Society administrator Richard East said: “Around 250 miniature paintings will be on display featuring portraits, birds, animals, flowers, landscapes, still life, silhouettes, calligraphy and many other subjects.
“Many Sussex artists, plus others from the rest of the UK and Europe, are exhibiting and selling work in the exhibition.
“Paintings by 44 artists will be in the exhibition, which is open July 18-23.
“Members of the society range from amateurs who paint solely for enjoyment to internationally known professional artists such as Pauline Denyer-Baker, Eric Kincaid and Bill Mundy.
“This free admission exhibition is open from 10am to 4.30pm (some works may be removed from the show during the final day) and last year attracted around 1,500 visitors.
“Most of the works on show will be for sale at prices from around £90. The choice of subject for the special section at this year’s exhibition, Reflections, has attracted a record 20 entries.

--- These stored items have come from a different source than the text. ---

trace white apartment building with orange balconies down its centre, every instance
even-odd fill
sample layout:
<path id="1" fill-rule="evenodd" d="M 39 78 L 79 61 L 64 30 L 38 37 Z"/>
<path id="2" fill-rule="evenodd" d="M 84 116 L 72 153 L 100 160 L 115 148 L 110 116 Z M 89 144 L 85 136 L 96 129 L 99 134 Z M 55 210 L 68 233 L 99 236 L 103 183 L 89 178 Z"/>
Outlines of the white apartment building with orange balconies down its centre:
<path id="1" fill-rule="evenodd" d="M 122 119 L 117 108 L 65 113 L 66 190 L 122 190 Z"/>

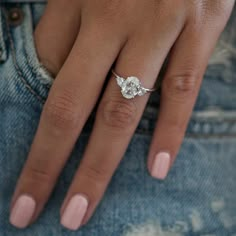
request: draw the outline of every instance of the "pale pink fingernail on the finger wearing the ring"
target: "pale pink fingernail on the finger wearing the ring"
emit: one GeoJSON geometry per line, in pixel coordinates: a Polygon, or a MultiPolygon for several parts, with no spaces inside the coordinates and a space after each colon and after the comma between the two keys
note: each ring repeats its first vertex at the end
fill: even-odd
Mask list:
{"type": "Polygon", "coordinates": [[[88,208],[88,200],[78,194],[71,198],[61,218],[61,224],[70,229],[77,230],[82,223],[88,208]]]}

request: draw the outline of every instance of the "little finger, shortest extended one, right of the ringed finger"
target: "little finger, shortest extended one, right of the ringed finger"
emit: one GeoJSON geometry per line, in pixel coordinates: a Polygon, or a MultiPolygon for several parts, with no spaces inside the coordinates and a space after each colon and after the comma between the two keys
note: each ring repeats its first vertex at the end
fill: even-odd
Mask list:
{"type": "Polygon", "coordinates": [[[148,155],[148,169],[155,178],[165,179],[176,158],[219,33],[215,30],[209,36],[209,29],[189,25],[171,52],[148,155]]]}

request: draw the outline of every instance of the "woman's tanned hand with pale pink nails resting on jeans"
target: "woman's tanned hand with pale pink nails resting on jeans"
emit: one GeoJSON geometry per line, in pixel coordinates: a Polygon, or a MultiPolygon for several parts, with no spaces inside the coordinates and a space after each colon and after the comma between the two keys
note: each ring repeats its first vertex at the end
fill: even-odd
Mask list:
{"type": "MultiPolygon", "coordinates": [[[[170,52],[148,155],[164,179],[183,140],[208,59],[234,0],[50,0],[35,32],[39,58],[56,76],[12,199],[10,221],[34,222],[94,108],[109,70],[153,87],[170,52]]],[[[83,160],[61,208],[72,230],[93,214],[143,113],[148,94],[122,97],[109,78],[83,160]]]]}

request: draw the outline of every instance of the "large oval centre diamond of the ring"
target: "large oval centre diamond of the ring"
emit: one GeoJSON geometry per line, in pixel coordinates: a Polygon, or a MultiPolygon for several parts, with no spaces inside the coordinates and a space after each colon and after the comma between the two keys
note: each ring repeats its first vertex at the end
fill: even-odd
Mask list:
{"type": "Polygon", "coordinates": [[[121,84],[121,93],[127,99],[131,99],[134,98],[136,95],[139,95],[140,89],[140,81],[137,77],[134,76],[128,77],[121,84]]]}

“The exhibition is stewarded by members of the society who are able to answer questions about miniature painting and the society’s activities.
“An innovation this year is that a small open exhibition of small paintings is included.
“This new idea, which we hope to repeat next year, is designed to attract interest from painters who may not have thought of miniature painting but who prefer a small format.
“A display will illustrate the differences between true miniatures and other small paintings.”
Acting chairman of the society Amanda Laman said: “Like many art societies, the Society of Limners has difficulty attracting new members.
“If you would like to know more, do come along to our exhibition, talk to our stewards and pick up information about the Society.
“We run painting weekends in Surrey twice a year to which non-members are welcome to come and paint alongside our members.
“For more information, see our website or contact the administrator.”
The Society of Limners was founded in 1986 by the late Elizabeth Davys Wood. The Society encourages the revival of miniature painting, which dates back to Tudor times, and has a rule that no painting may be larger than seven inches by five. including the frame, though many are only three by two or even smaller. “To Limn” means to paint “in little”.
Nicholas Hilliard, Court painter to Elizabeth I, was one of the best-known limners of all time.